I have model C inherits B

In C, it has just normal charField, nullBooleanField and foreign keys.

class C(B):
  uid = UUIDField(unique=True)
  x = models.ForeignKey(X, to_field='uid')

  y = models.ForeignKey(Y, to_field='uid', null=True)

  z = models.TextField()
  u = models.ForeignKey(U, null=True)
  foo = models.NullBooleanField(default=False)

In B, it has bunch of dateField like below

class B(models.Model):
  date_added = models.DateTimeField(auto_now_add=True)
  date_modified = models.DateTimeField(auto_now=True)
  date_deactivated = models.DateTimeField(null=True, blank=True)
  active = models.BooleanField(default=True, db_index=True, 
    help_text='Set to false if the instance is deleted.')
  class Meta:
    abstract = True

None of those classes has meta order specified.

The problem

When I was in a shell_plus, I assigned C.objects.all() to a variable called cs, then I can see cs[0], cs[1], cs[2] and cs[3]. There are only 4 records.

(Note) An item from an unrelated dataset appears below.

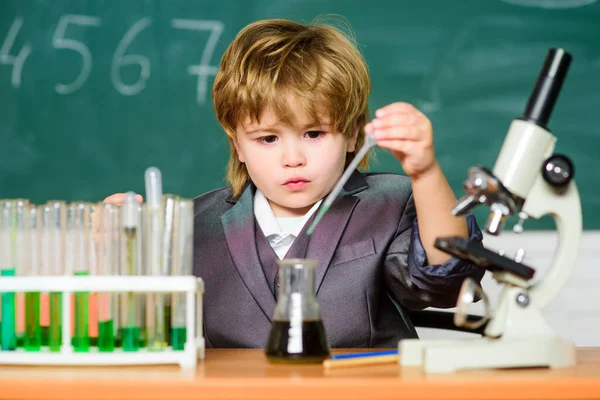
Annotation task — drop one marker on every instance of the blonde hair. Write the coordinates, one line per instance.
(319, 65)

Now I want to change one nullBooleanField to false/true. I did cs[1].foo = true and cs[1].save()

I would expect 4 records are in the same order as when I fetched them and the second record's foo field is updated.

The actual result is, for some reasons, the second record is moved to the back of the list, and it doesn't remember my changes.

For example, in the beginning, 4 records are R1, R2, R3, R4 and R2.foo is false. After the assigning foo to true for the second record as I describe above, the result is R1, R3, R4, R2 and R2.foo is still false.

The workaround seems to be assigning cs[1] to a variable first then change the variable. It would be nice the know why.

Is there anything in Django that can cause queryset result to be rearranged?

Edit does each queryset[index] cause a database hit?

Answer 1

The problem: qs is a QuerySet. If you write qs[i], you actually make another query (one that looks like <OLD QUERY> LIMIT 1 OFFSET i), so you fetch the i-th element from the old queryset into memory.

The point is that if you write qs[i] twice, you make two independent fetches. If we thus write two qs[1]s, we obtain two different objects. If you thus perform a qs[1].save(), you make an independent fetch, load the object from the database, and immediately save it. But previous modifications that have not been saved will have no effect.

If you thus want to make a change to an object, you need to use a reference, so write:

# will change the second element
cs1 = cs[1]     # we fetch the object, and store it in cs1
cs1.foo = True  # we change the object
cs1.save()      # we save the object

instead of:

# will *NOT* change the second element
cs[1].foo = True  # load object, change it, but throws the object away
cs[1].save()      # loads the object again, and save it, with no change

The fact that the order of the objects changes between two queries is common in many database engines (well usually given some row is updated, or even if a new row is created). It depends on the indexes a database has how the rows are obtained, and often rows that are changed will occur as last (or first) row in the result set, although if you do not specify the order, usually there are no strong guarantees how the result will be ordered.